For a more detailed description of each technique, check out the survey.
Hardware-aware Design
These techiques focus on leveraging specific characteristics of the hardware in order to accelerate inference and increase efficiency. In this class of optimizazions we can find a few shared ideas:
- Single/Multi-GPU designs focus on optimizing memory access patterns, GPU kernel designs for efficient attention computation, and parallel processing with load balancing. For example, shared prefix optimization approaches like HydraGen and DeFT focus on efficient GPU memory utilization through batched prefix computations and tree-structured attention patterns. Another example is distributed processing frameworks such as vLLM, that optimize multi-GPU scenarios through sophisticated memory management and synchronization mechanisms. Other techniques are phase-aware, like DistServe, which means that they separate prefill and decoding phases across GPU resources to optimize their distinct memory access patterns.
- IO-based designs optimize data movement across memory hierarchies through asynchronous I/O and intelligent prefetching mechanisms. At the GPU level, approaches like FlashAttention optimize data movement between HBM and SRAM through tiling strategies and split attention computations. At the CPU-GPU boundary, systems like PartKVRec address tackles PCIe bandwidth bottlenecks.
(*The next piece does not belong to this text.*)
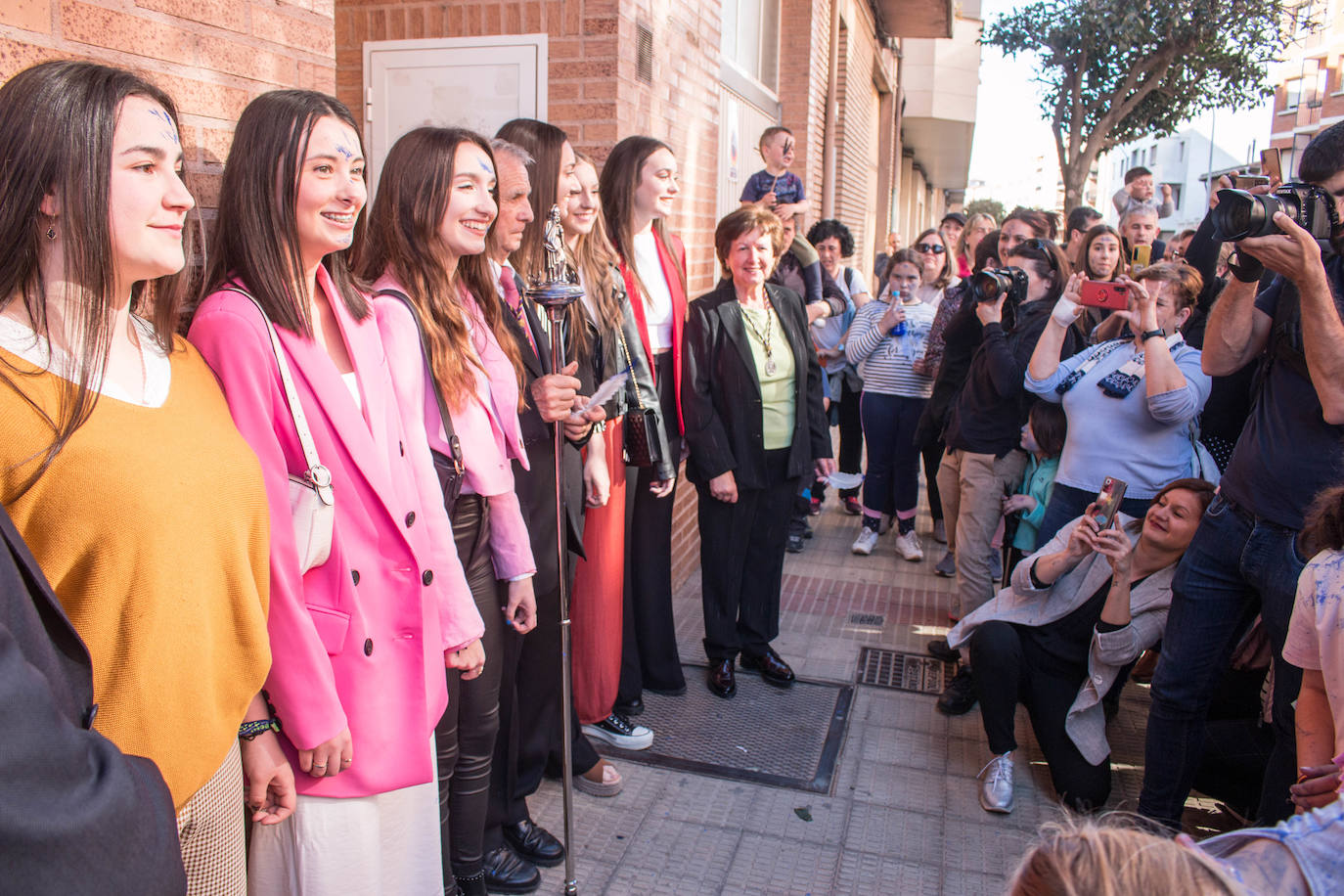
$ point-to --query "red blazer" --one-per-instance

- Heterogeneous designs orchestrate computation and memory allocation across CPU-GPU tiers. Systems like NEO or FastDecode reditribute the workload by offloading to the CPU part of the attention computations, while others like FlexInfer introduce virtual memory abstractions.
- SSD-based designs have evolved from basic offloading approaches to more sophisticated designs. For example, FlexGen extends the memory hierarchy across GPU, CPU memory, and disk storage, optimizing high-throughput LLM inference on resource-constrained hardware. InstInfer instead leverages computational storage drives (CSDs) to perform in-storage attention computation, effectively bypassing PCIe bandwidth limitations. These techniques demonstrate how storage devices can be integrated into LLM inference systems either as memory hierarchy extensions or as computational resources.
For a more detailed description of each technique, check out the survey.
Conclusions
System-level KV cache optimizations show that working across the stack can bring impressive speedups and manage physical resources more efficiently than it could ever be done at the LLM’s abstraction level. Operating systems and hardware layouts offer plenty of space for optimizations of workloads that have somewhat predictable patterns such as attention computations and KV caching show, and these are just a few examples of what could be done in the near future.
This is the end of our review. The original paper includes an additional section on long-context benchmarks which we’re not going to cover, so head to the survey if you’re interested in the topic.